December 30, 2003

Mefloquine madness

Saturday November 15th 2003

I am in a very bad mood, and I feel crappy. I’m getting more and more convinced its the Mefloquine… in fact, I think that I may not have had a malarial outbreak. I think that it might have been the meds all along. Its really hard to tell, but I am spending about a day a week feeling really bad. The good news is that I have no real stress. Even with the SNV shenanigans, I’m annoyed, but it only goes so deep. I realised that it has to do with threat levels. None of this is a threat to me. The worst thing that happens is that I don’t get anything done for two years (well, I could get really sick, but that is a whole ‘nother subject)…So when people show up late.. doesn’t really bug me. Don’t do something well, doesn’t bug me. SNV bailing in an ugly cloud of denial and loose ends.. bugs me, but only so much. It sort of feels like college to me. I know that sounds strange, but I had this feeling in school as well. I live in a little bubble world. I just have to show up, but the real difficult things are taken care of for you.. in this case, I get paid a living wage by VSO, my rent is covered. I have special ‘white man’ status… I’m only here for two years, and there is only so much I can get done. I certainly don’t think that I am going to ‘change the world’ and have no feelings of obligation there. The only obligation I feel is towards Charly and GECEC…but I am pretty confident that I am going to be well worth their investment.. I mean, if I leave the printer, and satellite modem.. I will have already largely brought in more than I will be taking…so anything else is gravy. I pretty much work at the speed I want to work at… do what I want to.

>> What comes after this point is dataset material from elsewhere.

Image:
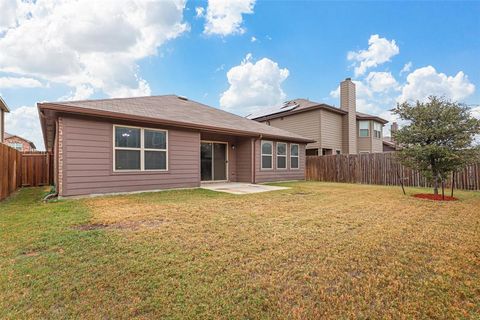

Don’t get me wrong, I am working, and there are a lot of demands on me… but they just don’t get to me is all.

Posted by mrsclean at December 30, 2003 05:12 AM
Comments

You've always been a malcontent - Mefloquine - or no.
Well - as long as I have known you...

It's part of the art of your indisputable idiosyncratic charm...

Truly.

Posted by: amy at January 2, 2004 05:33 PM

there is malcontent and then there is malcontent. This is/was something all toghether different.